Horst Schulze, hotelier of The Ritz-Carlton Hotel Company and Capella Hotel Group fame, states the three most important aspects of customer service are caring, timely and defect-free service. All three of these aspects can be found in the heart of the employee, and none of them are focused on direct customer service training. In other words, customer service is not training people how to greet the customer, how to smile, what to say and what to do. He understands the root-cause of strong customer service rests with the employee. Therefore, there are two primary areas of focus: selection and employee satisfaction.
First, selecting strong employees is essential to outstanding customer service. Finding employees whose natural propensity is to smile, be positive, display empathy, work efficiently and focus on exacting outcomes is essential to great customer service scores. By focusing on these strengths, leaders can hire employees who are already 50 percent ahead of everyone else.
As a leader, have you ever hired a negative individual and tried to train them to be positive? It is unlikely to work well. Simply hiring the right employees will render the superficial training aspect of customer service almost unnecessary, and leaders receive stronger customer satisfaction scores.

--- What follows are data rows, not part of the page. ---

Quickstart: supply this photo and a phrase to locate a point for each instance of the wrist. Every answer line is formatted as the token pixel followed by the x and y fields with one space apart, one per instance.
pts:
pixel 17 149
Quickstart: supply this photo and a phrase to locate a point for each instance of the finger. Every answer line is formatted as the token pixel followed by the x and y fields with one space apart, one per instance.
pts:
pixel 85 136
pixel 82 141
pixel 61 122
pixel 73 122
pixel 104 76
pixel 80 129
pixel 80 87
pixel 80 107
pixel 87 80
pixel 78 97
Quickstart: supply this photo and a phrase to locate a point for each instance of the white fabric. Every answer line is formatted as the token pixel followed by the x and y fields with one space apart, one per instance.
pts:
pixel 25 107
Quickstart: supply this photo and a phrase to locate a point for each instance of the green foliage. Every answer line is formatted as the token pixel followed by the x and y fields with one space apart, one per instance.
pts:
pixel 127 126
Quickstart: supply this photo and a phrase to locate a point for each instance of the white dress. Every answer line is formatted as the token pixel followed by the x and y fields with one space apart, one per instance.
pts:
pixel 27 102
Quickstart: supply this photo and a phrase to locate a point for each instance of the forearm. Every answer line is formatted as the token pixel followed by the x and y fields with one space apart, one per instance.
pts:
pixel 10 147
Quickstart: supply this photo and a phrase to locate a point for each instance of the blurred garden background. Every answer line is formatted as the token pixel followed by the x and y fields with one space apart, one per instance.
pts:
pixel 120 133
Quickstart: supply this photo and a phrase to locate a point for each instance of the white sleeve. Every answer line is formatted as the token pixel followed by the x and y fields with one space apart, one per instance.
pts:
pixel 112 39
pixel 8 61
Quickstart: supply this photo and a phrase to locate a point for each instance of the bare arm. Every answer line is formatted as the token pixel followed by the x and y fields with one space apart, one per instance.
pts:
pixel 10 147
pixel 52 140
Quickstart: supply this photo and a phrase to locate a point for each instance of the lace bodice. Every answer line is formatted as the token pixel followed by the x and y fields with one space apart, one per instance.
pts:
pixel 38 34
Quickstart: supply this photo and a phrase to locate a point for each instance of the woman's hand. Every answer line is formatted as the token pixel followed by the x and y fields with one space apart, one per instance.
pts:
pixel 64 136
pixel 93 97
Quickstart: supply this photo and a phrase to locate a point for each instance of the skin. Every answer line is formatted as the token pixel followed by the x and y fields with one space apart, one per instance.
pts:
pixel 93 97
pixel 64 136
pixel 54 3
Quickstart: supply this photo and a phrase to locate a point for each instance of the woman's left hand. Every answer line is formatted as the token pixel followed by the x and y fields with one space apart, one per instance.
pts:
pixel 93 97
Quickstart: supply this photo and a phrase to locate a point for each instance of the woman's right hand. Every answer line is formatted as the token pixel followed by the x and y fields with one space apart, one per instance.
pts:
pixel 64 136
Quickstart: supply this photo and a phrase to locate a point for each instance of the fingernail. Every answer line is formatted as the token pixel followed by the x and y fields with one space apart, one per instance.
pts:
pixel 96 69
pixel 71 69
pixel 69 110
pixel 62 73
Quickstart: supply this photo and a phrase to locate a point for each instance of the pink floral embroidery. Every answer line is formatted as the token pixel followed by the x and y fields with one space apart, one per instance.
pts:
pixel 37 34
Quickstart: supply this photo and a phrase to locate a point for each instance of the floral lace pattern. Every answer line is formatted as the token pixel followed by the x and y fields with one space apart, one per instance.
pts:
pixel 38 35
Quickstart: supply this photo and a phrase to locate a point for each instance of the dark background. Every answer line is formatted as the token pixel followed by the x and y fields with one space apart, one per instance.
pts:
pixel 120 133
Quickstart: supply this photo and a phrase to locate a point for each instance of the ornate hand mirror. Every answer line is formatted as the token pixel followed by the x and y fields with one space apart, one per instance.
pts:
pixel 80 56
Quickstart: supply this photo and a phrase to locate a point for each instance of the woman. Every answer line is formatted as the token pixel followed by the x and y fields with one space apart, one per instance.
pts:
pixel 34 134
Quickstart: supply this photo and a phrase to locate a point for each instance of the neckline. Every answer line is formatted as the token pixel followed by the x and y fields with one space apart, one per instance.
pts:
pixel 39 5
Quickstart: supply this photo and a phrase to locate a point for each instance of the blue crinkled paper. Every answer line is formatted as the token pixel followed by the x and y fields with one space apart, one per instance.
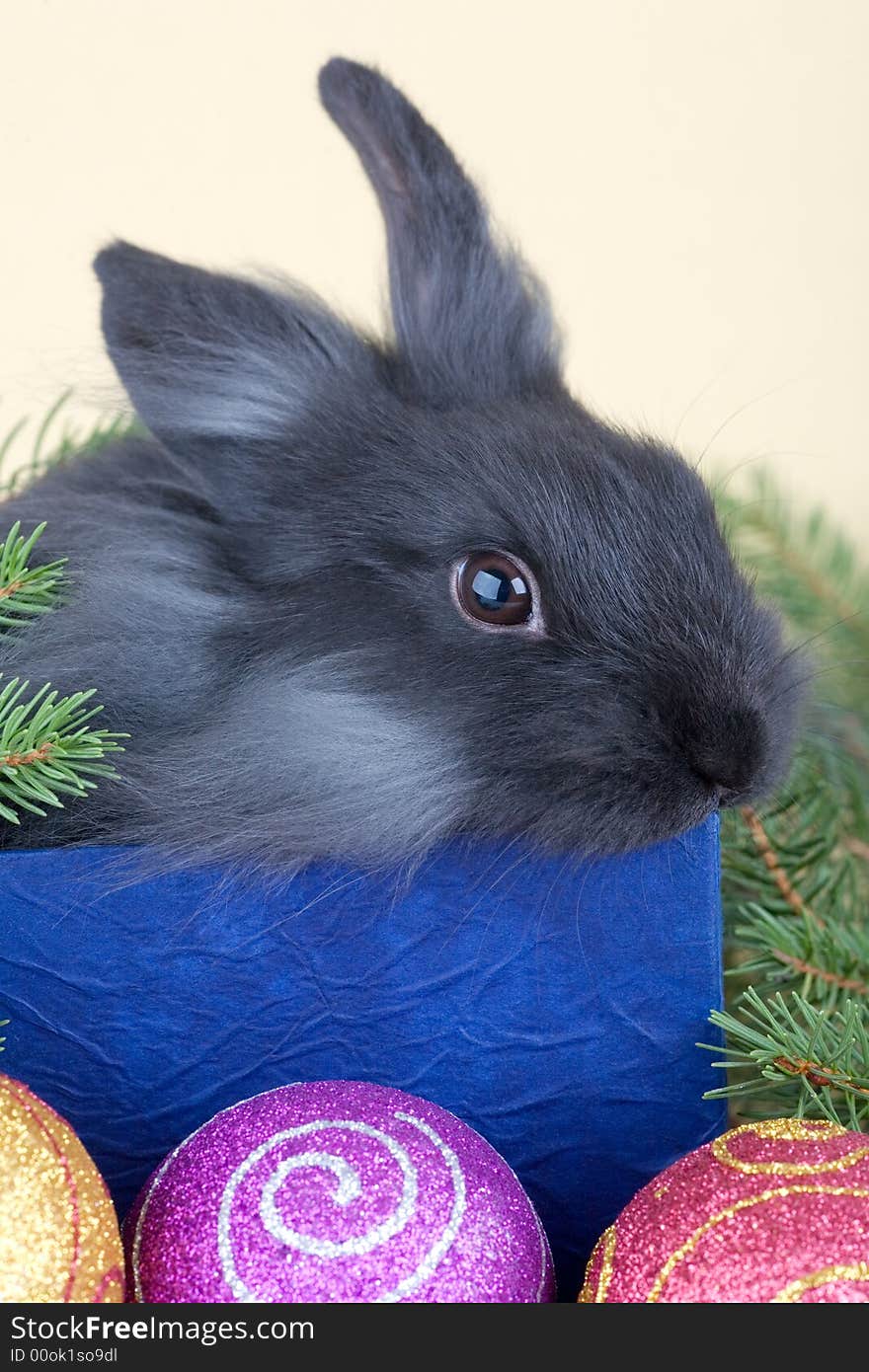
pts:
pixel 553 1006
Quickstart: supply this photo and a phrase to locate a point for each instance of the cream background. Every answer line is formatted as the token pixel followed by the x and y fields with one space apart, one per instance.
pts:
pixel 689 178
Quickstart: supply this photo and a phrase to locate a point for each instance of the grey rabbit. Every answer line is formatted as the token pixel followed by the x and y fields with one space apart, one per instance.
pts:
pixel 357 595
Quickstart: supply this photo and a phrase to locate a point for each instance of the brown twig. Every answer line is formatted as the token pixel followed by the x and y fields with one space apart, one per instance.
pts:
pixel 773 865
pixel 830 977
pixel 819 1075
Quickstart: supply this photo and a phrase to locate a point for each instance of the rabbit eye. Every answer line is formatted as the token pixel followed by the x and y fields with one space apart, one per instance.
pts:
pixel 495 590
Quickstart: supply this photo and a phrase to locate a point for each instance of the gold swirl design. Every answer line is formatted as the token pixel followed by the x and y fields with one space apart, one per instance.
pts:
pixel 787 1131
pixel 843 1272
pixel 746 1203
pixel 605 1246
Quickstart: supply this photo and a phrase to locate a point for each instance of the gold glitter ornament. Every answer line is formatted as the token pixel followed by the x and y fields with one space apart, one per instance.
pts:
pixel 59 1235
pixel 769 1213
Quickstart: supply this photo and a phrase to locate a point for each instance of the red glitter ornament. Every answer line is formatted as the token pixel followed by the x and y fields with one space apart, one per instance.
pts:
pixel 770 1212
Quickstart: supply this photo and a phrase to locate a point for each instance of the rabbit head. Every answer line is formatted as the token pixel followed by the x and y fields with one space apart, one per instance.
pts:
pixel 504 615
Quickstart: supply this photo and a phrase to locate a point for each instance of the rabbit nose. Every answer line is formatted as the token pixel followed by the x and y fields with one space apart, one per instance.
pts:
pixel 729 752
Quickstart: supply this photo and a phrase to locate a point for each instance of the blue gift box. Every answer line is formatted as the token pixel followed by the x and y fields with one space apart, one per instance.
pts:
pixel 551 1005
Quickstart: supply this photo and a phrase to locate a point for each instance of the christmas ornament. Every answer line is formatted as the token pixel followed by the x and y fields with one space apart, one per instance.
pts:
pixel 770 1212
pixel 58 1230
pixel 337 1191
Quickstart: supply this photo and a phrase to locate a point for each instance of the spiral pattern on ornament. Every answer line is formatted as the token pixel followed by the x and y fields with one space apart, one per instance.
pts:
pixel 347 1188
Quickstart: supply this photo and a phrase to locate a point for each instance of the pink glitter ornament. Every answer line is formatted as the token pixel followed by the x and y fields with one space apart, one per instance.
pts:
pixel 771 1212
pixel 335 1191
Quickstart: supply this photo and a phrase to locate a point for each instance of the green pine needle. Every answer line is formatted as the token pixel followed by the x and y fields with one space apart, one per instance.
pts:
pixel 46 748
pixel 25 590
pixel 815 1062
pixel 795 872
pixel 55 443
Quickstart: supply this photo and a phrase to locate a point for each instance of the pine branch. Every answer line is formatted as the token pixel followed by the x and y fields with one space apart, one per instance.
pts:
pixel 46 749
pixel 25 590
pixel 55 443
pixel 795 873
pixel 815 1062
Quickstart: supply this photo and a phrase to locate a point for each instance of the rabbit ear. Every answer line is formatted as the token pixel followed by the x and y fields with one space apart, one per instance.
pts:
pixel 471 323
pixel 213 355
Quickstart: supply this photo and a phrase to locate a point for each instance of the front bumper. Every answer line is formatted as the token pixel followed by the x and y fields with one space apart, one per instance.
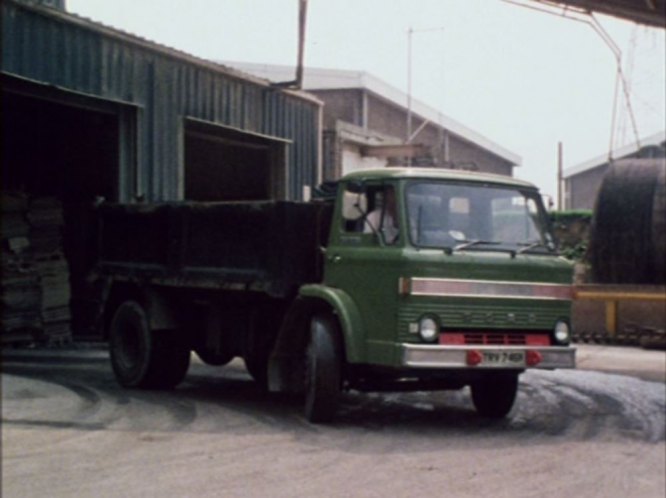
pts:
pixel 456 357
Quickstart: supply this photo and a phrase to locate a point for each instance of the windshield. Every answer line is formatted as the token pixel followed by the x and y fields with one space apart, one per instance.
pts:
pixel 467 217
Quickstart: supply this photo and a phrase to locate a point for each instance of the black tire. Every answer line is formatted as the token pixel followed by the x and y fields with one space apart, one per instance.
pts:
pixel 494 396
pixel 144 358
pixel 323 370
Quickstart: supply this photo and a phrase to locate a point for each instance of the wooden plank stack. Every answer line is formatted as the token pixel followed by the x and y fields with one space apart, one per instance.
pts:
pixel 35 290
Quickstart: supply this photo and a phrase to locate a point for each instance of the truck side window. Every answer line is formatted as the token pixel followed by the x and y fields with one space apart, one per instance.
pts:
pixel 354 210
pixel 383 217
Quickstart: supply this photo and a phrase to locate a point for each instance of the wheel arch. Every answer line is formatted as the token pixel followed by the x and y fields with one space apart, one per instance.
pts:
pixel 285 369
pixel 161 314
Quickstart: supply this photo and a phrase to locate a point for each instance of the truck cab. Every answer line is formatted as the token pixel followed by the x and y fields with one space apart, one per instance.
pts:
pixel 437 279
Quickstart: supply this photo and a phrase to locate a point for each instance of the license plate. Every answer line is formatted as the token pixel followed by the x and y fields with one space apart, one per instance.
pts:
pixel 504 358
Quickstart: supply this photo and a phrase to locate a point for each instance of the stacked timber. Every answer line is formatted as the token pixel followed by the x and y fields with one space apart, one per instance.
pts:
pixel 35 291
pixel 20 292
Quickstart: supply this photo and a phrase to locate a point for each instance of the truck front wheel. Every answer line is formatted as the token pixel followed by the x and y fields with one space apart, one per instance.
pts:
pixel 494 395
pixel 323 370
pixel 144 358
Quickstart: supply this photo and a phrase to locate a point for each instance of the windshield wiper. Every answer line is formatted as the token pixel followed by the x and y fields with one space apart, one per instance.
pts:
pixel 533 245
pixel 471 243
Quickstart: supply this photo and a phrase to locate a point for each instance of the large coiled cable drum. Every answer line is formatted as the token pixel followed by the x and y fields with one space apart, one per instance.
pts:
pixel 628 233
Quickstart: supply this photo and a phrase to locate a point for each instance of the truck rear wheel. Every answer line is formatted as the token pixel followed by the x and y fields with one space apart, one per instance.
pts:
pixel 144 358
pixel 493 396
pixel 323 375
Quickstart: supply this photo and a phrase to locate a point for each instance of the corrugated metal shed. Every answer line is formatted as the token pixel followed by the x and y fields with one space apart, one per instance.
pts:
pixel 159 88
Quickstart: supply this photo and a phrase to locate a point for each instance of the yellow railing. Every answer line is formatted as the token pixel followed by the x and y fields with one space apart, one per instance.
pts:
pixel 612 297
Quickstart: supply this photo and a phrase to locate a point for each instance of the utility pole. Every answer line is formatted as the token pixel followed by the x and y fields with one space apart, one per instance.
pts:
pixel 410 33
pixel 560 206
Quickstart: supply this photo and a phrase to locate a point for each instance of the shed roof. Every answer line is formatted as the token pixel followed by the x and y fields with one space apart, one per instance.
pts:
pixel 619 153
pixel 124 36
pixel 438 174
pixel 335 79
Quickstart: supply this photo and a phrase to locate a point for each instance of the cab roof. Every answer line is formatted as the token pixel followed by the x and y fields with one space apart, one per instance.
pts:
pixel 403 173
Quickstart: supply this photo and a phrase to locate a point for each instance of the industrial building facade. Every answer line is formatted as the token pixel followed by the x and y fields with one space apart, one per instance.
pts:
pixel 367 123
pixel 91 114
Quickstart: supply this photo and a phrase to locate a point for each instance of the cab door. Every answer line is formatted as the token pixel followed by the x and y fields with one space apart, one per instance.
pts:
pixel 364 260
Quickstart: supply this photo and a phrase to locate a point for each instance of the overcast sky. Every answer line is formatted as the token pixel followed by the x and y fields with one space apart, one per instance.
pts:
pixel 524 79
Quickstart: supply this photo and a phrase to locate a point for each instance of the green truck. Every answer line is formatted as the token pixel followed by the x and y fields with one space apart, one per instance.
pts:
pixel 399 279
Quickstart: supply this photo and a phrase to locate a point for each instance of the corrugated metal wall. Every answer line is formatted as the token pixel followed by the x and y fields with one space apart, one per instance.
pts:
pixel 164 85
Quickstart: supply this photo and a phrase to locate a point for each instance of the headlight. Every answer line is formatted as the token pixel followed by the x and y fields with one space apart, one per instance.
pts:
pixel 428 329
pixel 562 332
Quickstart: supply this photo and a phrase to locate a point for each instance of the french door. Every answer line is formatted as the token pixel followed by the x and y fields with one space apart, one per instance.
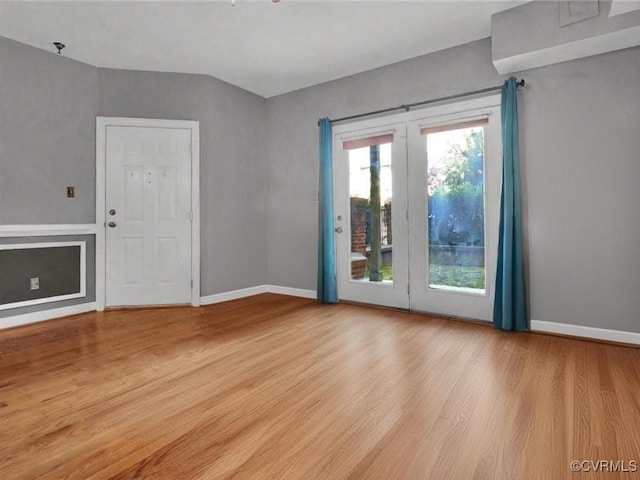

Second, employee satisfaction is equally important. Why? The most significant correlation with strong customer service scores is strong employee satisfaction scores.
Sounds simple. However, the method to gain strong employee satisfaction can be a bit challenging.
Employee satisfaction comes from investment in the employee by his or her leader. This takes time. Leaders must be willing to allocate more of their time on meeting their employees’ needs and strengths through “career investment discussions.” The leader must also be willing to follow-up on those expressed needs and goals.
To my leaders, I recommend holding career investment discussions annually, with quarterly sessions to follow-up on goals and initiatives. By spending time investing in their people, leaders will see stronger employee satisfaction and greater customer satisfaction.
Here’s an example of this approach in practice. One of my clients, a health care organization in California, found their patient satisfaction (HCAHPS) scores in the 20th percentile of all health care systems nationally. Of course, they had training programs on how to provide strong patient service, but they were unable to move the needle past the 20th percentile.
10 years ago, their incoming president took a much different approach to customer satisfaction. He knew if he focused on selecting the right employees and developing strong employee satisfaction, he would see the organization’s patient satisfaction scores improve. When he stated “customer service” was his number one priority, he knew he had to approach this change from the heart of the issue. Five years later, their HCAHPS scores were in the 90th percentile of all health care systems.
The bottom line: if leaders don’t have the right employees and don’t focus on their satisfaction, no amount of customer service training is going to make a difference. Of course, training is important, but selecting employees with a talent for customer service and focusing on employee satisfaction makes the real impact.